Online video sharing has exploded in the last couple of years and media makers have been quick to take advantage of it's possibilities. Dozens of sites have sprung up offering a host of ways for video makers to get their content out there.
But what if you want to run your own video sharing community and customise it to suit your needs? What if you'd rather not have "web 2.0" CEOs make millions whilst you, well, make nothing? What if you are a human rights organisation with sensitive material?
Video sharing sites might be happy to share their web space but they certainly aren't about to let anyone set up their own site. Most video sharing sites don't open source their software for others to use so the options for doing it yourself have been very limited and generally very expensive. One free option was Participatory Culture's "Broadcast Machine", it was simple and it worked however it's no longer in active development.
Enter Plumi, a free software video sharing platform based on the Plone content management system. Plumi is developed by EngageMedia, an Australian based non-profit who run engagemedia.org, a video sharing site focussed on social and environmental issues. As a non-profit activist organisation they went looking for an open source option for setting up their website, not satisfied with what was out there they decided to build video functionality into Plone, a popular free software content management system.
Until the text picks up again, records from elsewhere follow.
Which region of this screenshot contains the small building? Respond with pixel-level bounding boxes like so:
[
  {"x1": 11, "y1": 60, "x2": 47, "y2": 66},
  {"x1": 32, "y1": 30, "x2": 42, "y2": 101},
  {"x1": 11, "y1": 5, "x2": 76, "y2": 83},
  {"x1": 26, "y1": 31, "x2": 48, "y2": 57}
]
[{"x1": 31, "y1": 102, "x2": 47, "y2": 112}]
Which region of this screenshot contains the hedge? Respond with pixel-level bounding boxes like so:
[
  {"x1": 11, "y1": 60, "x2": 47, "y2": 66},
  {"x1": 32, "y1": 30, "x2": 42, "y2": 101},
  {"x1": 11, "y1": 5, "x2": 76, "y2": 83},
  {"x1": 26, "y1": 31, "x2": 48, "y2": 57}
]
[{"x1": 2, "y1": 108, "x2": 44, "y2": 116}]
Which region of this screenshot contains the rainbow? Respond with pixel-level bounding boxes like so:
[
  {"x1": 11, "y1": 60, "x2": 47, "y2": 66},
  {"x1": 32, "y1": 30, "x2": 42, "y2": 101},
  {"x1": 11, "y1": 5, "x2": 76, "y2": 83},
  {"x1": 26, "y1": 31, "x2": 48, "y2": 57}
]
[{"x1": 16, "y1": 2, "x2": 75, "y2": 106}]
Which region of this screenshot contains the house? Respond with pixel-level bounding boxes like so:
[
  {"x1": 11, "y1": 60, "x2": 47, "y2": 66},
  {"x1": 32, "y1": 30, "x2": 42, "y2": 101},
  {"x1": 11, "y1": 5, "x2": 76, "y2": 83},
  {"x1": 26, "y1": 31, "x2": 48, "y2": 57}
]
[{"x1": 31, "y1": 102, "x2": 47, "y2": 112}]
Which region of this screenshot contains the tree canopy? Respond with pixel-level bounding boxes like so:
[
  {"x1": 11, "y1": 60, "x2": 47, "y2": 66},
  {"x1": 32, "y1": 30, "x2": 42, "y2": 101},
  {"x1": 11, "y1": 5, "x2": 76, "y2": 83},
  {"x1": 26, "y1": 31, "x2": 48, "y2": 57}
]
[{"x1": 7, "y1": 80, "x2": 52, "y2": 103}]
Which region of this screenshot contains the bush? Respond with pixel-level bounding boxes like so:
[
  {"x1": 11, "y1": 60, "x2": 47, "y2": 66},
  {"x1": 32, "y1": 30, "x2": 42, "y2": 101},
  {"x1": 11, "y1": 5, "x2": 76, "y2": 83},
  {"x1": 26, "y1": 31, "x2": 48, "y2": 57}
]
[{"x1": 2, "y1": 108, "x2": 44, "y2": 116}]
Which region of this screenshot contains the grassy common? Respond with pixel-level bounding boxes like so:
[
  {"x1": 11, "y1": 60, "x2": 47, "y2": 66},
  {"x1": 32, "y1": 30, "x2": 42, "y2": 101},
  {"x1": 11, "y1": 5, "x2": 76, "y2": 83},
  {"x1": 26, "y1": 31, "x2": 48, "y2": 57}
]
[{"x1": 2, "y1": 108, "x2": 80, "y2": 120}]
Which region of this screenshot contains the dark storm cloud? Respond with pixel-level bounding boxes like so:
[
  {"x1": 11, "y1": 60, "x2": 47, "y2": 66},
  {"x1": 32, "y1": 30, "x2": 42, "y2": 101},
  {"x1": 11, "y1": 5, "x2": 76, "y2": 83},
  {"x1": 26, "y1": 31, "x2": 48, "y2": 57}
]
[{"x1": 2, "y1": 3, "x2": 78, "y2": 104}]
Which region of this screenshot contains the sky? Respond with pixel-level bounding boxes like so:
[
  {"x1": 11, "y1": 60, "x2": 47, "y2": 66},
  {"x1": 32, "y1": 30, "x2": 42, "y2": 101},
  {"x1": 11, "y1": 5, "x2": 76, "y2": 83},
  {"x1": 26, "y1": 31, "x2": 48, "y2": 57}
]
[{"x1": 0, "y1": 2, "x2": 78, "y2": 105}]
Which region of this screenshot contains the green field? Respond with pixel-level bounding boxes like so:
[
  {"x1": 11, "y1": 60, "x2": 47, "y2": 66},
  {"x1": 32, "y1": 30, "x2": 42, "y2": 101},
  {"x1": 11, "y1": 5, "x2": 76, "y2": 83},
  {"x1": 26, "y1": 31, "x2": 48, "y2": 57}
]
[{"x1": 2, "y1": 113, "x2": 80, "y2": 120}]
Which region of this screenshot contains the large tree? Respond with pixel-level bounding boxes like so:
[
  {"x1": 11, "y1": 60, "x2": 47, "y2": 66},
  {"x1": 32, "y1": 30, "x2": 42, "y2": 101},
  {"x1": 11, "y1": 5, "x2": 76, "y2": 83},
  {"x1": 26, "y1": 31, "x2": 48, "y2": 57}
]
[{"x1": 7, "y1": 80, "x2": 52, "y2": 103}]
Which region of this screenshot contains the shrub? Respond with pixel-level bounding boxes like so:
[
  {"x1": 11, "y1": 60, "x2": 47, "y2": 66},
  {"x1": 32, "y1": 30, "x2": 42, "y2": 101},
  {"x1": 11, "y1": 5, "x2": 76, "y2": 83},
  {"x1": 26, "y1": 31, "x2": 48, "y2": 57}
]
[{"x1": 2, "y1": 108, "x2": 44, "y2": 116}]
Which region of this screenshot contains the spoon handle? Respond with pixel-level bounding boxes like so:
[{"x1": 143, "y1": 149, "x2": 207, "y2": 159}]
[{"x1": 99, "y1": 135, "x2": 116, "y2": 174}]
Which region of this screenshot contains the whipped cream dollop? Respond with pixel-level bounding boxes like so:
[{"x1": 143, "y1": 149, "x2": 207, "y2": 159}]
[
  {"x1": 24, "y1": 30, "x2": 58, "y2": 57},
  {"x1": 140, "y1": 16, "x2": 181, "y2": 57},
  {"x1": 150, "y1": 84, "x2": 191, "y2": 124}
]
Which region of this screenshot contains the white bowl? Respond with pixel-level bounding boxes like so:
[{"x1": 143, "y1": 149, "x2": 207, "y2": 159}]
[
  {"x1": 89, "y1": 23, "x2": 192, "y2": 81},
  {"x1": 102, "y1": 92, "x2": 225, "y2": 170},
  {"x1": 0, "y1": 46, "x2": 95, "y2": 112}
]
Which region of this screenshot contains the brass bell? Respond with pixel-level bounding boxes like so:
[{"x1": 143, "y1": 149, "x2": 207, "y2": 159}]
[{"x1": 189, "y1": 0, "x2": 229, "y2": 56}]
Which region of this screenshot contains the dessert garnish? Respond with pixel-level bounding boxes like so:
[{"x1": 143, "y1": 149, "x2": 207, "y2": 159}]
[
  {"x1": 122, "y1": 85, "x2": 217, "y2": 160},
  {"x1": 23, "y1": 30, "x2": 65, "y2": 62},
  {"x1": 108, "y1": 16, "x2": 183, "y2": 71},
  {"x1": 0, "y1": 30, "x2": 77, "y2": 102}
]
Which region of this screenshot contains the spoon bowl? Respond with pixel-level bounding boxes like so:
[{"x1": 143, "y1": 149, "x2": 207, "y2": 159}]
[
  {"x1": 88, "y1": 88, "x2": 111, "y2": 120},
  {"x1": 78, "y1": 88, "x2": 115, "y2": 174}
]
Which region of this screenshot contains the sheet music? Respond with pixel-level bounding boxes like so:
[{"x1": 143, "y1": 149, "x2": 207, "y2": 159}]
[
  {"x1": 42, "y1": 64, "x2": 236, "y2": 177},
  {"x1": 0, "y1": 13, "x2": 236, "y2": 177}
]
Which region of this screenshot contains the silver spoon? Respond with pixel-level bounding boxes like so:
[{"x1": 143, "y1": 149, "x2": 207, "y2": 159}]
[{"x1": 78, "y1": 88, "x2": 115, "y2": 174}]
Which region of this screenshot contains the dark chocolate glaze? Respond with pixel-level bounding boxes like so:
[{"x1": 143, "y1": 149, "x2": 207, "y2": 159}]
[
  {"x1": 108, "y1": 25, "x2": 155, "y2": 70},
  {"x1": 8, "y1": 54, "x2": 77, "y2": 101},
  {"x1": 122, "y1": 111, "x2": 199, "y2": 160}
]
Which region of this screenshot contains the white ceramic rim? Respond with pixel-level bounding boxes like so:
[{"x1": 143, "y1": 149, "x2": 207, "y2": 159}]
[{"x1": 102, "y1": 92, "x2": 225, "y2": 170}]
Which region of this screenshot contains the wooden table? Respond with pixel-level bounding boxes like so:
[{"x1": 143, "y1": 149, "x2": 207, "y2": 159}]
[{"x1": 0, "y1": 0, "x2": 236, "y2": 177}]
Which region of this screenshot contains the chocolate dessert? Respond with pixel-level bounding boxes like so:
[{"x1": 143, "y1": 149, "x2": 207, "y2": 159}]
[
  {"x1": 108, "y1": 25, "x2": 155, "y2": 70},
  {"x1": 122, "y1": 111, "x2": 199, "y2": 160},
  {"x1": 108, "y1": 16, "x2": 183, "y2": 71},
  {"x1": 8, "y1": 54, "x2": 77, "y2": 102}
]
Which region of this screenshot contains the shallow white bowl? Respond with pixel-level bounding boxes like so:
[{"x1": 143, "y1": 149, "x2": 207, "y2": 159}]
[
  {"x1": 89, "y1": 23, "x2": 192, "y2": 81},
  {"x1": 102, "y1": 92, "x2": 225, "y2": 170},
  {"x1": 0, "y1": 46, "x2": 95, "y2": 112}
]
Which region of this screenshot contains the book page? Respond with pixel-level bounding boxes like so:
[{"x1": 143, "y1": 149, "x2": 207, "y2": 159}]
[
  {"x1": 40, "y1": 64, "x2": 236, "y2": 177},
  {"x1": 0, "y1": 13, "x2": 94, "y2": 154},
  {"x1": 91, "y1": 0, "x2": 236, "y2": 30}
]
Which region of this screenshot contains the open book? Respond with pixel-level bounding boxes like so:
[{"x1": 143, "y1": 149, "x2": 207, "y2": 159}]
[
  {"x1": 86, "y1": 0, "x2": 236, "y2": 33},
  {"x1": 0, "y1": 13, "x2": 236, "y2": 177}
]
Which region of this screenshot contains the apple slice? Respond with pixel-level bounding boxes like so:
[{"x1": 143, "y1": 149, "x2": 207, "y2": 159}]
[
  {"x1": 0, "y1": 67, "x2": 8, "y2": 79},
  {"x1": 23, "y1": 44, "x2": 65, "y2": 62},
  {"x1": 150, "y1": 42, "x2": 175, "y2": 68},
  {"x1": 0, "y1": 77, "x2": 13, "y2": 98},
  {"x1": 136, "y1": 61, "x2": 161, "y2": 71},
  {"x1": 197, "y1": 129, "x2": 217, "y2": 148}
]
Plumi packages up the a range of sophisticated functionality and makes it easy to install. Features include, transcoding to flash video, vodcast feeds for members and topics, tagging, members workspaces, profile pages, creative commons licensing and much more. A key aim is to converge media and video activists around a common platform that can be built collaboratively. For organisations with minimal funding running on and contributing to a free and open source platform makes a lot of sense.